“Time and tide wait for no man,” is a Chaucer quote Blake Newhem-Valenzuela’s class likely studied during his days as a professor at the State University of New York. It could also apply to his current vow to write and create now before his brain robs him of the ability to do so.
A tumor sits on the part of his brain which controls language expression, and he moved to Akron in 2020 to be closer to treatment.
“They were able to take out about 70-something percent of it,” he said. The rest of it, they can't. They describe it as ‘like oatmeal in a rug.’”
His language skills “could be gone tomorrow - or it could last several more years,” he said.
It’s a terrifying thought for a full-time writer, so he’s been creating as much as possible. His first play, “The Blake and Ollie Show,” premieres Friday night at the Akron Civic Theatre’s new intimate venue, Wild Oscar’s, which provides seating for about 50 people. The play touches on a past, abusive relationship and the trauma of losing his parents five years ago - all while battling the tumor, represented by a green puppet.

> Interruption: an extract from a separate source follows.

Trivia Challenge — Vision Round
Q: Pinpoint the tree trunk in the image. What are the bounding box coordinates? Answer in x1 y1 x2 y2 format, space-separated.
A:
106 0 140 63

“Ollie's his name, and he's just trying to live,” he said. “He's a tenant in my attic, and I'm not going to be his enemy. We have to work together through things.”
Ollie’s outrageous and unexpected intrusions are part comic relief and part mental terrorism. The tone is established by the director: Blake’s husband, Angel Newhem-Valenzuela. He’s acted at the Civic, LatinUS Theater Company in Cleveland and on stages in Canton, Broadview Heights and Kent. He was recognized with this year’s Summit ArtSpace Arts Alive Emerging Artist award. “Blake and Ollie” is his first time directing.
“I'm a bossy Mexican,” he said. “And I have a very good eye. It's another thing that I did not know that I could do, because nobody tells you can direct until you try it.”
Angel has complimented Blake’s budding acting skills, despite the challenges his husband faces.
“For him to learn the lines, for him to remember the blocking, for him to dance a little bit - those three things at the same time are throwing him off,” Angel said. “When you still have the remnants of a tumor in your head, that is really messing with you in your daily life.”
One other reason the Newhem-Valenzuelas have to celebrate is Blake’s emerging interest in collages and visual art. It’s another subject explored in the play.
“It's about how this guy, Blake, transitions from a world of language, a very right-brain-centered world, to opening himself up to the other side,” he said. “Language is about taxonomy and separation of things and labeling things and being critical of things. And I realize that I don't need words.”
“The Blake and Ollie Show” runs July 7-23 at the Akron Civic before moving to Cleveland’s BorderLight Fringe Festival in August. Despite some trigger warnings for the content, the creative team wants audiences to take away a positive message.
“Assume the tumor,” Blake said. “Assume that an anvil will fall out of the sky at some point, and this life is not a rehearsal for something else. That's all you get.”